Wall Street down after disappointing first bank results


(Reuters) – The New York Stock Exchange opened in the red on Thursday after the release of quarterly results from two major U.S. banks, JPMorgan and Morgan Stanley, hit by falling profits amid growing fears of a recession in the USA.

About ten minutes after the first exchanges, the Dow Jones index lost 586.9 points, or 1.91%, to 30,185.89 points and the wider Standard & Poor’s 500 fell 1.82% to 3,732, 45 dots.

The Nasdaq Composite lost 1.69%, or 189.66 points, to 11,057.92.

JPMorgan on Thursday reported a 28% drop in second-quarter profit, which came in below consensus, due in part to higher provisions as its chief executive Jamie Dimon warned that geopolitical tensions, the high inflation and the loss of consumer confidence “were very likely to have negative consequences for the global economy at some point”.

Morgan Stanley also missed – for the first time in nine quarters – consensus earnings due to a slump in trading amid high market volatility that weighed on its investment banking business.

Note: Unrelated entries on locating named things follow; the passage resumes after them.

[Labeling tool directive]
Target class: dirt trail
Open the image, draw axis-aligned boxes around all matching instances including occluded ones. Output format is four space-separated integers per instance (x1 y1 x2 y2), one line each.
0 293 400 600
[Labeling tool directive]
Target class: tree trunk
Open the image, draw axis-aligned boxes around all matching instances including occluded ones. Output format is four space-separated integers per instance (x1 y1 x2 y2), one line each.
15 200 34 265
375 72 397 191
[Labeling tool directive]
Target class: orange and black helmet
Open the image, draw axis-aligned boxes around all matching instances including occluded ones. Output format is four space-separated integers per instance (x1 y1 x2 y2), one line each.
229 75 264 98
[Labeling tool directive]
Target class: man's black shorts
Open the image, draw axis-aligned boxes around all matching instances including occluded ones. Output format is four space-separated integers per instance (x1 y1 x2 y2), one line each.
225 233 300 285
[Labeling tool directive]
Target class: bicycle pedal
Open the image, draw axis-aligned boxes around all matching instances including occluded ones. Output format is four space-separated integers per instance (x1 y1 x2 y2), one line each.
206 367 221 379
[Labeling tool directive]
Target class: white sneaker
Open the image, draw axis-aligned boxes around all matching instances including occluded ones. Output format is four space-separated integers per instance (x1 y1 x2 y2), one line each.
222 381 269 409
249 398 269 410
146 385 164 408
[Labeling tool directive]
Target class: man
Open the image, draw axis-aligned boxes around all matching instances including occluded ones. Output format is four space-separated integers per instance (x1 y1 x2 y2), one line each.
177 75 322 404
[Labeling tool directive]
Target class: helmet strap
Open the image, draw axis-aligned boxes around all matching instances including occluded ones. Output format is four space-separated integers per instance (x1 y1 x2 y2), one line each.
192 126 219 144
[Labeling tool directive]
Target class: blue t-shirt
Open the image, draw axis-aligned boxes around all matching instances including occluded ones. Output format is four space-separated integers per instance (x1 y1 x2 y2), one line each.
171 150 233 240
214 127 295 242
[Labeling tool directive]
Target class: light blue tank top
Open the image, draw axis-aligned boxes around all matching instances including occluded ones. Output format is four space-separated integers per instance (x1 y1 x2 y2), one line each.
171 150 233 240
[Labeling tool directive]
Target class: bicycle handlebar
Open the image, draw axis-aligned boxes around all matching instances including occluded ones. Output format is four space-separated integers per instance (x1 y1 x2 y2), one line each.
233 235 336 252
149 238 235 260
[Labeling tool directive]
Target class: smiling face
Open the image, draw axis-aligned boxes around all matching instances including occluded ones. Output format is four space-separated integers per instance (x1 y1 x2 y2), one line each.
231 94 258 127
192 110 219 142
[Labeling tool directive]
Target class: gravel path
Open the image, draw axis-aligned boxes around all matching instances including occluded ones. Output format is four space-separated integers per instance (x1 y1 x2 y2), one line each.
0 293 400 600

In the wake of JPMorgan and Morgan Stanley, which lost 4.38% and 2.84% respectively, Wells Fargo, Goldman Sachs, Citigroup and Bank of America fell from 3% to 3.5%, while the sector index of banks drops 3.46%.

“All the things you don’t want to see, you pretty much get them all: lower-than-expected numbers, lower share buybacks and higher credit reserves all signal a recession rather than a recession. ‘a one-time air pocket’, comments Thomas Hayes, president of Great Hill Capital.

“The market doesn’t like it and rightly so,” he adds.

As for the US economic indicators, after the publication on Wednesday of unexpected consumer price data in June, producer prices also came out above expectations on Thursday, the index having increased last month by 1.1% and 11.3% at an annual rate, a sign of persistent inflation.

Weekly jobless claims in the United States, for their part, also rose more than expected last week to 244,000.